À l’origine, « Arrêt sur images » publie, le 14 octobre à 17h, une brève pour signaler que, à défaut de trouver un public, ladite pièce « Hôtel Europe » s’arrêtera sous peu. Dans les heures qui suivent, c’est le déchaînement : un bon nombre des « grands » titres de presse relaie l’info. Mais pas de n’importe quelle manière : tous prennent position. BHL n’est pas un objet médiatique neutre, il polarise. Il y aura donc les pour, et les contre.
Parmi les contre, le mot d’ordre est donné : l’arrêt prématuré de la pièce de théâtre est une « cabale » contre son auteur. Parmi ceux-là, on retrouve d’abord Le Point, le héraut de ce noble combat : « On aurait voulu vider les salles, casser le ressort de la pièce, nuire à l’auteur, à son interprète, au théâtre, qu’on ne s’y serait pas pris autrement ». Reconnaissons au moins une cohérence certaine de la part de l’hebdomadaire : celui-ci était déjà le fer de lance de l’encensement de la pièce, avec la publication de pas moins de trois articles de promotion (à savourer ici, là et enfin ici).
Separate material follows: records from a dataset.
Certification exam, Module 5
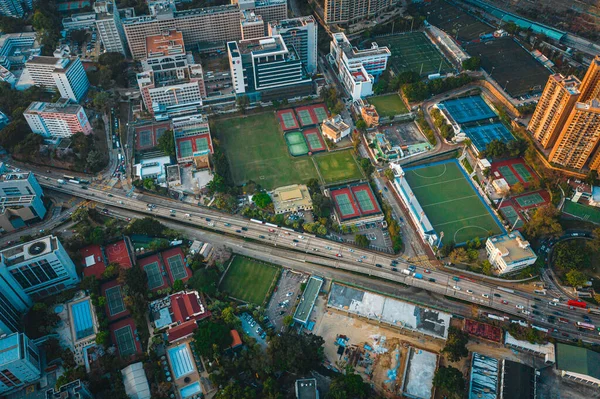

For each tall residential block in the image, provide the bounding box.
[269,15,318,74]
[0,172,46,234]
[23,99,92,141]
[527,74,581,148]
[23,56,90,102]
[0,333,42,394]
[122,5,242,60]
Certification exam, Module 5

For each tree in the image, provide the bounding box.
[433,366,465,399]
[252,192,273,209]
[442,327,469,362]
[158,130,175,157]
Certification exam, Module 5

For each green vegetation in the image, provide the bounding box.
[211,112,316,191]
[220,256,279,305]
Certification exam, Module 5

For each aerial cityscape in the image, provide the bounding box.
[0,0,600,399]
Un hebdomadaire, dans lequel, rappelons-le, BHL tient une chronique hebdomadaire… (comme le rappelle fort à propos Arrêt sur images dans un autre article, publié le 16 octobre).
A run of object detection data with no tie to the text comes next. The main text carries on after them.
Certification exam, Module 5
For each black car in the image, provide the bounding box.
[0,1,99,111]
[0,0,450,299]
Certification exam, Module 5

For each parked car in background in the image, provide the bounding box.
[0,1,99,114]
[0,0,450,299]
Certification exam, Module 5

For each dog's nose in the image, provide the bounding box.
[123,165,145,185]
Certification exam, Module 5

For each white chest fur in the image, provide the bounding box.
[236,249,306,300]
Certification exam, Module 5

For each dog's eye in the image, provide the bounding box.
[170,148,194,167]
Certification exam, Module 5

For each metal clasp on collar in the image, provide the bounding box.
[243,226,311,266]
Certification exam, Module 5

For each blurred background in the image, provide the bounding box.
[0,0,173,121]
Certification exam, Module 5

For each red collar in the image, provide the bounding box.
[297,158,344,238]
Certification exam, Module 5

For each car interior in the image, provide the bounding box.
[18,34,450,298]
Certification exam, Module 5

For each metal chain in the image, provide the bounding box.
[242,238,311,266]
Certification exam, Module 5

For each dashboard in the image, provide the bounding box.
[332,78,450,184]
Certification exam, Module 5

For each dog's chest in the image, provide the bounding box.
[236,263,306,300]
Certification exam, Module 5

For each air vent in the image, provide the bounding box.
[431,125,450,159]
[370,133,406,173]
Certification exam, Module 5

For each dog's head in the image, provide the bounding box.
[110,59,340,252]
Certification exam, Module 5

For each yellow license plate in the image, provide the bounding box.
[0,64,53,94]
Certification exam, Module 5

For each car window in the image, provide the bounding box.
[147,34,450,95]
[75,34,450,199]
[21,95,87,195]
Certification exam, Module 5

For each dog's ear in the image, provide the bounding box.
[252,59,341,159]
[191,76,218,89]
Dans la catégorie des dénonciateurs de cabale, rendons justice également au Figaro, qui s’est illustré en titrant sous la forme d’un démenti pur et simple : « La pièce de Bernard-Henri Lévy ne "s’arrête pas brutalement" ». Le Huffington Post a, lui aussi, participé au combat en accueillant une tribune de Gilles Hertzog, sobrement intitulée : « La Cabale (appréciez la majuscule à « cabale ») anti-BHL, ça va comme ça ! ». On notera aussi le renfort appréciable de Closer qui est aussi venu courageusement démentir les « rumeurs » anti-BHL : « Selon plusieurs médias, sa pièce Hôtel Europe serait arrêtée plus tôt que prévu, faute de spectateurs. Eh bien, il n’en est rien ! »
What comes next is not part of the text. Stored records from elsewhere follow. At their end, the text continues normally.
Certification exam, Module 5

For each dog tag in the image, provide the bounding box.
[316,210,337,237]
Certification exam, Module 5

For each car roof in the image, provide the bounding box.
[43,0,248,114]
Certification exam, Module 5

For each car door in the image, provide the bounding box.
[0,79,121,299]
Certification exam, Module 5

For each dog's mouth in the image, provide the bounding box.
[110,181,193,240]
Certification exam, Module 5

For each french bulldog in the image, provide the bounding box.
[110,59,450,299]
De l’autre côté du champ médiatique gravitant autour de BHL, on trouve quelques grands cabaleurs. Par exemple, France TV Info qui renvoie vers sa propre critique initiale (qui considérait la pièce comme « sans relief »), Les Inrocks, qui emploient un ton très ironique, L’Express, qui reprend la critique du Monde (laquelle avait détruit l’œuvre de BHL, la qualifiant notamment de « one-man-Bosnie-show ») Libération, reprenant l’AFP mais insistant sur les critiques « sévères » contre la pièce, et Le Parisien, qualifiant la pièce de « monologue fourre-tout ». Qu’ont-ils en commun, tous ces papiers ? Ils ont été publiés le 14 octobre, soit le jour de la sortie de la brève d’@si, ou le lendemain.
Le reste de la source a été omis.